Pelvic Tilt Into Bridge
Description
The pelvic tilt into bridge is a Pilates-style mobility exercise that combines a posterior pelvic tilt with a sequential roll into a glute bridge. It teaches segmental spinal articulation, builds glute activation, and improves lumbar control.
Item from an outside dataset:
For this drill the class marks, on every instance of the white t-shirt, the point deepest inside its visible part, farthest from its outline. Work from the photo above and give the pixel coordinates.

It is a foundational warm-up exercise for spine and glute health.
Muscle Group
Equipment Required
Pelvic Tilt Into Bridge Instructions
- Lie flat on your back with knees bent at 90 degrees and feet flat on the floor, hip-width apart.
- Begin with a posterior pelvic tilt: press your lower back firmly into the floor and tilt your pelvis up toward your ribs.
- From the pelvic tilt, sequentially roll your spine off the floor — tailbone, lower back, mid-back — until you reach a glute bridge position.
- At the top, your body forms a straight line from knees to shoulders. Squeeze your glutes.
- Reverse the motion: roll your spine back down sequentially — mid-back, lower back, tailbone.
- End with the posterior pelvic tilt before releasing.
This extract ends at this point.